O próprio autor se encarrega de contradizer-se, quando reconhece posteriormente
que foi Orígenes quem nos deu a conhecer seu adversário Celso, o epicurista (p.
83), através de sua obra Contra Celso. Ou quando, em nota de rodapé que desmente a avaliação de que “não dá para dizer-se filosófica aquela doutrina que não
deixa espaço para o pensamento alheio (para os de fora)” (p. 77), relembra que
“duas obras de Clemente de Alexandria (...), a Stromateis e o Pedagogo, se transformaram nas principais fontes do elenco elaborado por Diels-Kranz” (p. 193) –
ou seja, do nosso conhecimento dos pré-socráticos. Ou ainda quando, numa
indecisão que também salta aos olhos na leitura do livro, derivada de sua
ambivalência, reconhece que “não há indícios de que os primeiros intelectuais
[cristãos] rejeitassem a proposta grega de que a superação da ignorância e a
qualificação do humano se dessem mediante a educação da razão” (p. 60).

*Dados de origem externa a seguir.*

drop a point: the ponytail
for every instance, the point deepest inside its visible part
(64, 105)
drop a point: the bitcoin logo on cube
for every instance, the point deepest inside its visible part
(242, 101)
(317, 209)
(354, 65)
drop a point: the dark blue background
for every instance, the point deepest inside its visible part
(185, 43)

A mesma indecisão pode desorientar o leitor quando, avaliando a atitude de
Clemente de Alexandria, Spinelli afirma em uma mesma página que sua tendência “era dar à Fé (ou seja, à Teologia) o direito de suprimir a Filosofia, e principalmente os elementos verdadeiros e aceitáveis (pelo ponto de vista cristão) que
a Filosofia (ou o exercício racional do homem grego) havia construído”, e que
“seu principal objetivo consiste em converter a ‘sabedoria deste mundo’ (depositária da Filosofia grega) em sabedoria ‘cristã’, cujo Logos gerador é tido como
sendo ‘a verdade total’” (p.76). Assimilação é sintomaticamente apresentada
como “supressão da Filosofia”, e o assentamento racional-argumentativo desse
objetivo, na ordem dos conceitos, é também sintomaticamente minimizado pela
simples referência ao conceito central do pensamento de Clemente – o conceito
de Logos. A omissão do exame do uso discursivo em Clemente de seu aparato
conceitual próprio pode dar assim a falsa impressão de que se trata de uma mera
“sobreposição dos princípios da Religião aos da Filosofia” (p. 18), quando não
de uma violência “supressora” que, em nome da Fé, “mata” a Filosofia (cf. p. 77).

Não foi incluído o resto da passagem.